Robert gave her a measuring stare, but she opened her eyes wide and gazed back in pretended innocence. It was true, after all, nothing improper had happened. As for what else had been said, her stepfather didn’t need to know that.

‘You didn’t try to engage him in conversation then?’ he asked, sounding sceptical.

‘No more than the usual “how do you do’s”. He told me he was very well and extremely happy as he’s now married to the former Miss Leijonberg. I congratulated him and that was the extent of it.’

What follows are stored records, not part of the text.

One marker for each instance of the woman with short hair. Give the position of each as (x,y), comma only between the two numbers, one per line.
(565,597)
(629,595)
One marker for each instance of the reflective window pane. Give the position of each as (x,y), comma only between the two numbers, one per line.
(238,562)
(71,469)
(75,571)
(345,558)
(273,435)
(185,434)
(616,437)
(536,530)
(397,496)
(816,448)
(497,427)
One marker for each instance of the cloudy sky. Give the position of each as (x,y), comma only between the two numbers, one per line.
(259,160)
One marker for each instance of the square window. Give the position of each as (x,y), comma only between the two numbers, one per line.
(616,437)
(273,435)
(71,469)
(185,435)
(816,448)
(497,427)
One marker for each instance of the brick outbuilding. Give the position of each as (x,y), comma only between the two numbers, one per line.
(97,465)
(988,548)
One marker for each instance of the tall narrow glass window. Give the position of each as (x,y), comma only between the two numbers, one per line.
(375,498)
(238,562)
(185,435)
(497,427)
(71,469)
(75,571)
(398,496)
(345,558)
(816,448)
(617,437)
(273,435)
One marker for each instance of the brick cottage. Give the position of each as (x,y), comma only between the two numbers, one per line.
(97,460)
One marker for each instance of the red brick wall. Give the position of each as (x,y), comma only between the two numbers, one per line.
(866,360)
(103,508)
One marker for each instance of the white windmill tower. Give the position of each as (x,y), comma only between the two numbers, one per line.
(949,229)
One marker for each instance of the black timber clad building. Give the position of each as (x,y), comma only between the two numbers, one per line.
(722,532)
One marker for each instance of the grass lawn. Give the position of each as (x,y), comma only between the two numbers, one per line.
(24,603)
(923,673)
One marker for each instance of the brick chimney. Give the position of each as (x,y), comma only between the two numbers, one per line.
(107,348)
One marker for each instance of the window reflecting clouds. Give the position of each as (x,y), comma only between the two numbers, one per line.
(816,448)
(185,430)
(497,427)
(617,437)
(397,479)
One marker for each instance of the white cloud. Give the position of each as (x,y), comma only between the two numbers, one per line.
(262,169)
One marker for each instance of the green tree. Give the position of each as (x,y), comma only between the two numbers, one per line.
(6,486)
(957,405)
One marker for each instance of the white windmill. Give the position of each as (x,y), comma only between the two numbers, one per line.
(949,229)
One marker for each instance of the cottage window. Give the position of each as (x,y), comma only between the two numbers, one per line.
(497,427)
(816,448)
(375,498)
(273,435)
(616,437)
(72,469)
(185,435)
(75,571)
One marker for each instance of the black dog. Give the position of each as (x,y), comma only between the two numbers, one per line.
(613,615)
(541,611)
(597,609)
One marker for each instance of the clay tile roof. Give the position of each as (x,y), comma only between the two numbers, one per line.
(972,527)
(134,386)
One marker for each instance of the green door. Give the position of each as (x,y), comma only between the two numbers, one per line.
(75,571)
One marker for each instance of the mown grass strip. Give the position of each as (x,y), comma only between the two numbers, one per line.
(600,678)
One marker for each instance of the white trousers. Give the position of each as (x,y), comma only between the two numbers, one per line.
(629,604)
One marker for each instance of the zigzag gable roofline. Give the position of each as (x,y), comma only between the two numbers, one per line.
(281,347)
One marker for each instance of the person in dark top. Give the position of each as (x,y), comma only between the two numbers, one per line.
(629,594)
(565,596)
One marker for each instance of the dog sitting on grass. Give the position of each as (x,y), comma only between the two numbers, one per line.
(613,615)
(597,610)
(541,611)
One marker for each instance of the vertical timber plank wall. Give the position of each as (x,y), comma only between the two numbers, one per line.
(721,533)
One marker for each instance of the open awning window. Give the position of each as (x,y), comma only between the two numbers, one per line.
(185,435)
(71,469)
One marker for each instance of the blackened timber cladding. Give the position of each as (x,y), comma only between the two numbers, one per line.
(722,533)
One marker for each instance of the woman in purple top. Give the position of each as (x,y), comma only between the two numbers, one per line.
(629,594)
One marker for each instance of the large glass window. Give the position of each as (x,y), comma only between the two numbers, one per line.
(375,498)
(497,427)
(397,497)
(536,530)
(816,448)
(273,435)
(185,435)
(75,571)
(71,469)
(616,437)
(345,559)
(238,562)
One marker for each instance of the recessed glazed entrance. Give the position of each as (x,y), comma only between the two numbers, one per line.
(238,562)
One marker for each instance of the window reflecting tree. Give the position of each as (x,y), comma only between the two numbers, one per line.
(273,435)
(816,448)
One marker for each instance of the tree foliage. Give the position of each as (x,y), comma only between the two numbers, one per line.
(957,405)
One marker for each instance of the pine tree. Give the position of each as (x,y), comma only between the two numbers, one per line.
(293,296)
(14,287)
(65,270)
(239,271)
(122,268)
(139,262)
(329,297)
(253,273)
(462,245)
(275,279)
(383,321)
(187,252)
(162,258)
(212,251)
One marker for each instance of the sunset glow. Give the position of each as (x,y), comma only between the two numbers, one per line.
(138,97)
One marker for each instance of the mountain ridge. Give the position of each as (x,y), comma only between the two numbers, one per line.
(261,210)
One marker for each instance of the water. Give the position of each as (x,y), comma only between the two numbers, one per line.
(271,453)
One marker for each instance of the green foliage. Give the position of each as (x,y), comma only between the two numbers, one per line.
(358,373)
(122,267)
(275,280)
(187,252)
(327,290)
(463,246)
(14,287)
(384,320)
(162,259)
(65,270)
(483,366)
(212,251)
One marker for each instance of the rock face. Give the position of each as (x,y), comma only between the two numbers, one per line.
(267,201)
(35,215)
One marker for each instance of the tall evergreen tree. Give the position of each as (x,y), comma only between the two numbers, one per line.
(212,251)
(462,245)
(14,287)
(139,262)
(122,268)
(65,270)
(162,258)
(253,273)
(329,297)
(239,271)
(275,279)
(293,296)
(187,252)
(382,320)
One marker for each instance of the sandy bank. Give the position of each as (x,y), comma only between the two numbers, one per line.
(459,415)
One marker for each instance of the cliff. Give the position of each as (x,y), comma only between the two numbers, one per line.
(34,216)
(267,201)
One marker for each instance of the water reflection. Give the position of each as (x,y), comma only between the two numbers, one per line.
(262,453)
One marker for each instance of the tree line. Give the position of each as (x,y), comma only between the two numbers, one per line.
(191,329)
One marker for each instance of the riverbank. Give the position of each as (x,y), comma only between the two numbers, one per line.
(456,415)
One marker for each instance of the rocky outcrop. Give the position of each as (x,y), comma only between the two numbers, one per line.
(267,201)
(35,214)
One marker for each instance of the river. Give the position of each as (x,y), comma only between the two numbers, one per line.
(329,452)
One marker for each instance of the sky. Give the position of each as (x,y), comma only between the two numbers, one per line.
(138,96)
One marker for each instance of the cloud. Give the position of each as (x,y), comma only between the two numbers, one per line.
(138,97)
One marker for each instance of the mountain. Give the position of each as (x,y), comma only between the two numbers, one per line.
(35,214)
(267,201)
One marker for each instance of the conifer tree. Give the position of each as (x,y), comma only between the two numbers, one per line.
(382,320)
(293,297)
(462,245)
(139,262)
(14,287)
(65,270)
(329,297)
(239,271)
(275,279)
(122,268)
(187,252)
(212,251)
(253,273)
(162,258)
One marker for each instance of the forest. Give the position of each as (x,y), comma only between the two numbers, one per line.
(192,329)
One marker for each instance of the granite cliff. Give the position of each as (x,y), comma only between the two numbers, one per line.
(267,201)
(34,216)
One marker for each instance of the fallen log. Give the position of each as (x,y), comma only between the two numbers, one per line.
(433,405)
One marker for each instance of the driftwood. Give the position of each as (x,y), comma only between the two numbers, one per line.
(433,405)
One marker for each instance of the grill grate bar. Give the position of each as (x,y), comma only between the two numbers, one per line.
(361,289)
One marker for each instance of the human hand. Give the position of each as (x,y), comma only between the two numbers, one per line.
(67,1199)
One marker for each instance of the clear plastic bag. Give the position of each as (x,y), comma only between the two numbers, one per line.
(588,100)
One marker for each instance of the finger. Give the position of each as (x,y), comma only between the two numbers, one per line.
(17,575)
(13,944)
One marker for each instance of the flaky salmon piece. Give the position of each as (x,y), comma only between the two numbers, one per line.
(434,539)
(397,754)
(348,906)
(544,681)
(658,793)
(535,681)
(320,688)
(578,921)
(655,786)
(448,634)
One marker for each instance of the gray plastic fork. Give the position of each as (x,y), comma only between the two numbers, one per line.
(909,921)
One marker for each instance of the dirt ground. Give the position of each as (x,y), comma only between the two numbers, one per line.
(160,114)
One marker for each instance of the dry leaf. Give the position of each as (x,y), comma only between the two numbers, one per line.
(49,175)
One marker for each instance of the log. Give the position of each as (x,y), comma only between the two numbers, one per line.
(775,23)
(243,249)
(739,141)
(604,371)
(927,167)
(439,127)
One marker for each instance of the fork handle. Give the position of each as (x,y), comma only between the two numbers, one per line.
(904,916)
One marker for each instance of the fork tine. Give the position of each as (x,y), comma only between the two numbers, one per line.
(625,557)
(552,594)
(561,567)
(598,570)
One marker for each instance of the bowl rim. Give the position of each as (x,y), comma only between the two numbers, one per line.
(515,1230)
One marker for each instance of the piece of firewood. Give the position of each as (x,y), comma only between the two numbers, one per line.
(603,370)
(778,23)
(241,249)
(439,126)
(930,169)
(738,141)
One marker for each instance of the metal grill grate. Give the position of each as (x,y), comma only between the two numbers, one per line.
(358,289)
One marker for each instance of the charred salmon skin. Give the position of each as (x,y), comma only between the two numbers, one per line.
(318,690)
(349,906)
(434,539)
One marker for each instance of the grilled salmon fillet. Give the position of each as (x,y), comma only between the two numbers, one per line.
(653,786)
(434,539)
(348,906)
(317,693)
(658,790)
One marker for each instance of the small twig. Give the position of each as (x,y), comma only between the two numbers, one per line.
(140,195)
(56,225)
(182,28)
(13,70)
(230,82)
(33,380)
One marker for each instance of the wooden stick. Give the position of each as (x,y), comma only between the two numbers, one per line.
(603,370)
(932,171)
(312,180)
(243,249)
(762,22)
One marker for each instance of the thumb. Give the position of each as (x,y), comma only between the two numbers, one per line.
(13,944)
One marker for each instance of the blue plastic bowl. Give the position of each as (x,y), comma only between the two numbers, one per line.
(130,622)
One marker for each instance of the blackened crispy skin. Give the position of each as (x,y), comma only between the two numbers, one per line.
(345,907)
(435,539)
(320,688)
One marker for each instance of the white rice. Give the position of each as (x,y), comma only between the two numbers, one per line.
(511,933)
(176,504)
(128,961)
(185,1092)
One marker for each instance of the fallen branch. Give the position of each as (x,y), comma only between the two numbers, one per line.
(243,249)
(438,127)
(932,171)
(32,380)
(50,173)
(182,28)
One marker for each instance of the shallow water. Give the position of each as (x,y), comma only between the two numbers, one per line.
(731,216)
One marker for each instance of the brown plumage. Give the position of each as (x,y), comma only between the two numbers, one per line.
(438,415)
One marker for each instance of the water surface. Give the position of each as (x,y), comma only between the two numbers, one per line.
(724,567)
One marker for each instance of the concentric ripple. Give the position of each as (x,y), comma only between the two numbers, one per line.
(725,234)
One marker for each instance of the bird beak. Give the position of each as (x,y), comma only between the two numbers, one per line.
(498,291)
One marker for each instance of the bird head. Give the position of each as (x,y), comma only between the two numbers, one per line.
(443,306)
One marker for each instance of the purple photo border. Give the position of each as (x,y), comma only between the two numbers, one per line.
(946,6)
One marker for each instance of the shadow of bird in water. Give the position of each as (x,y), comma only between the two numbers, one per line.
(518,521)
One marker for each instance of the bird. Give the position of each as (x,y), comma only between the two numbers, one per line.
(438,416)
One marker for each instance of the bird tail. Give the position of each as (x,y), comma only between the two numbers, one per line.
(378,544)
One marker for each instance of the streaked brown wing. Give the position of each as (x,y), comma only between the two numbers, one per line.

Robert kept his gaze on her, as if he didn’t believe her for a second. She maintained her guileless expression and after a while longer, he grunted and waved her away.

‘Very well.’

She made her way upstairs, mulling over what she had learned from Karl. Robert had claimed the family business was in trouble at the time of her father’s death, but she was sure that couldn’t be true. She would have found out about it, one way or another. Even if her father had chosen not to tell her, he couldn’t hide his feelings from her. She always knew if he was worried about something, but he’d been as happy and content as always until the day he suddenly died.

A terrible thought struck her. Aaron had died in an accident at the warehouse when a shelf stacked full of iron ore had tipped over and crushed him. But what if it wasn’t an accident at all?

Her body went cold all over and she couldn’t stop a shiver from snaking up her spine.

No, surely Robert couldn’t have done away with her father on purpose? She shook her head to get rid of such thoughts. She was turning into an overwrought, hysterical female instead of the intelligent one she knew herself to be. Just because she disliked Robert and resented his hold over her, it didn’t make him a murderer. Nor did the fact that he’d lied to keep her under his thumb. And Robert had been at a meeting when the accident happened, or so she’d been told.